Deepfakes Detection with Automatic Face Weighting

Authors: Daniel Mas Montserrat, Hanxiang Hao, S. K. Yarlagadda, Sriram Baireddy, Ruiting Shao, János Horváth, Emily Bartusiak, Justin Yang, David Güera, Fengqing Zhu, Edward J. Delp

Published: 2020-04-25 00:47:42+00:00

AI Summary

This paper proposes a deepfake detection method using a CNN-RNN architecture that extracts visual and temporal features from faces in videos. The method incorporates automatic face weighting and a GRU to improve accuracy, achieving competitive results on the Deepfake Detection Challenge (DFDC) dataset.

Abstract

Altered and manipulated multimedia is increasingly present and widely distributed via social media platforms. Advanced video manipulation tools enable the generation of highly realistic-looking altered multimedia. While many methods have been presented to detect manipulations, most of them fail when evaluated with data outside of the datasets used in research environments. In order to address this problem, the Deepfake Detection Challenge (DFDC) provides a large dataset of videos containing realistic manipulations and an evaluation system that ensures that methods work quickly and accurately, even when faced with challenging data. In this paper, we introduce a method based on convolutional neural networks (CNNs) and recurrent neural networks (RNNs) that extracts visual and temporal features from faces present in videos to accurately detect manipulations. The method is evaluated with the DFDC dataset, providing competitive results compared to other techniques.


Key findings
The proposed method achieved a high balanced accuracy (91.88%) on the DFDC test set.
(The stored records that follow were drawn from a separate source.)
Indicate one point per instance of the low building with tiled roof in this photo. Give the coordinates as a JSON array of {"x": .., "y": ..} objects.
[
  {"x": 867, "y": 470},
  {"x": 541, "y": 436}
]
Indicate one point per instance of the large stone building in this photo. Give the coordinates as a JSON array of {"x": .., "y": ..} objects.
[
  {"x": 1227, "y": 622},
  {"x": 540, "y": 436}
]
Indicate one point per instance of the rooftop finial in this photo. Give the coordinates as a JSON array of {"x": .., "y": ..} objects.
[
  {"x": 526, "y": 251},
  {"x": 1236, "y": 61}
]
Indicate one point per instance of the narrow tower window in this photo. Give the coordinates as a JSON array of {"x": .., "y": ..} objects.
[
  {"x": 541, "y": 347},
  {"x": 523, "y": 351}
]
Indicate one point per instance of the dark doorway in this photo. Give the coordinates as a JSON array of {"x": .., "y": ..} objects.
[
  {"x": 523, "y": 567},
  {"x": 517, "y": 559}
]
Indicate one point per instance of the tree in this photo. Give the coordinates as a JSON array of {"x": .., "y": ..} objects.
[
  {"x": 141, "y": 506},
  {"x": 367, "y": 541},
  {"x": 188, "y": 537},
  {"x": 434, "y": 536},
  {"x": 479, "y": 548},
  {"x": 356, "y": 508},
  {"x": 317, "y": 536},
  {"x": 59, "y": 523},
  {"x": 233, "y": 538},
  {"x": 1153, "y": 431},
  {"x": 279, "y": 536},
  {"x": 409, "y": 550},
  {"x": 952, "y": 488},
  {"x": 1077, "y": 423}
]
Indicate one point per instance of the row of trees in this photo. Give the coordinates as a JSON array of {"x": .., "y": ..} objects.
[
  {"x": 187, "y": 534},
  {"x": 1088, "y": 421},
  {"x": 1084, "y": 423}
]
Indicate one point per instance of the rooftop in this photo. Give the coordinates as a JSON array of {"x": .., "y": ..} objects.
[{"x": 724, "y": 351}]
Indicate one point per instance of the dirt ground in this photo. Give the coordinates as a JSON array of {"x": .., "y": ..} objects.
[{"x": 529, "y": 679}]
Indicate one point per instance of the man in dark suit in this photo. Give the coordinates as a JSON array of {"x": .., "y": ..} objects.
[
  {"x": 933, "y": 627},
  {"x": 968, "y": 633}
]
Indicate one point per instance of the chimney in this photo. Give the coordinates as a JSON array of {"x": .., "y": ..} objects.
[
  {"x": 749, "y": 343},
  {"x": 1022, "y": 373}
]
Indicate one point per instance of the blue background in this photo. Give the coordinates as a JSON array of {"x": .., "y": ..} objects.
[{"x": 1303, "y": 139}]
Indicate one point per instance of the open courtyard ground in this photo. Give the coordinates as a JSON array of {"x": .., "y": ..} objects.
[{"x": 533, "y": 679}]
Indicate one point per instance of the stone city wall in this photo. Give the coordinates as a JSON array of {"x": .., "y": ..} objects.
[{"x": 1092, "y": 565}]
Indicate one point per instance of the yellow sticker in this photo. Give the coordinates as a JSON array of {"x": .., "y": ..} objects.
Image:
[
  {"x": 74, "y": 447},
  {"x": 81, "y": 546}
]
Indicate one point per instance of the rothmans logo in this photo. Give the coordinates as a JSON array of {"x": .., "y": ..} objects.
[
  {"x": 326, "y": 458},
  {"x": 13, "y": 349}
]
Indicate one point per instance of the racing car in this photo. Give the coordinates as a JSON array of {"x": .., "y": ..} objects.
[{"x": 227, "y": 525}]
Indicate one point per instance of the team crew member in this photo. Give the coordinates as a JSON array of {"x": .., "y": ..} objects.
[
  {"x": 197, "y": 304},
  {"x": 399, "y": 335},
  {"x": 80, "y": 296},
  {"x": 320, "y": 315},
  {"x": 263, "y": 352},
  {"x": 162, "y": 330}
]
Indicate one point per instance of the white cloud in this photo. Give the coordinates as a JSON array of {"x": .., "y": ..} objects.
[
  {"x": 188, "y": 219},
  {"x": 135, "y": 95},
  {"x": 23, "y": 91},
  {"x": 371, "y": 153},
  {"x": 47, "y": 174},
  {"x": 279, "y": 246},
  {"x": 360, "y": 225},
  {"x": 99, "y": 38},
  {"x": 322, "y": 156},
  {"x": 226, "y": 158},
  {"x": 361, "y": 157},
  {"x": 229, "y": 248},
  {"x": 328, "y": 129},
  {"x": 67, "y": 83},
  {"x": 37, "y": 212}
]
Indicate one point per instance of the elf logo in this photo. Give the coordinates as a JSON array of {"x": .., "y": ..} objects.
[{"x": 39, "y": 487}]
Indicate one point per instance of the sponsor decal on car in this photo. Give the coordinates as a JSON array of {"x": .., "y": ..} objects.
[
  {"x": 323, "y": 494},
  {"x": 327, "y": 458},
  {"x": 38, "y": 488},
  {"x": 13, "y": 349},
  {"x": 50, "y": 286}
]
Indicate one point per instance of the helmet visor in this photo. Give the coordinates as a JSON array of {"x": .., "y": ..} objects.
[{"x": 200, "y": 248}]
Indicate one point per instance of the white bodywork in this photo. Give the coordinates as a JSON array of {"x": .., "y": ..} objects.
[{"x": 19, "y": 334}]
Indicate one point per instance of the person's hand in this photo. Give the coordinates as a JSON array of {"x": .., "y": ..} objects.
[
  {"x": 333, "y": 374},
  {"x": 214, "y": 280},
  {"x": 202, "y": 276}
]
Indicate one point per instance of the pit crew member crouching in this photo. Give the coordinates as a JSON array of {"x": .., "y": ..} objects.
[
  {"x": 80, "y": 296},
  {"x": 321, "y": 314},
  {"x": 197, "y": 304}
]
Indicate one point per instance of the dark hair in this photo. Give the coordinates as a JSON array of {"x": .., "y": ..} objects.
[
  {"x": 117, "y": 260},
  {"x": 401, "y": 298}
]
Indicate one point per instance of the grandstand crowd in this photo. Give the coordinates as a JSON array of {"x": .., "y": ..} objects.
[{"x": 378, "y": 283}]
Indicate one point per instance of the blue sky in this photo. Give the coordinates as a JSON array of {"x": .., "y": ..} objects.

The combination of AFW and GRU improved accuracy over using only EfficientNet. Using a boosting network and test-time augmentation further reduced the log-likelihood error to 0.321, placing it in the top 5% of the DFDC competition.
Approach
The approach uses MTCNN for face detection, EfficientNet-b5 for feature extraction from detected faces, and an Automatic Face Weighting (AFW) layer combined with a GRU to generate a video-level prediction of authenticity. A boosting network and test-time augmentation further enhance the robustness of the predictions.
Datasets
Deepfake Detection Challenge (DFDC) dataset
Model(s)
MTCNN, EfficientNet-b5, Gated Recurrent Unit (GRU)
Author countries
USA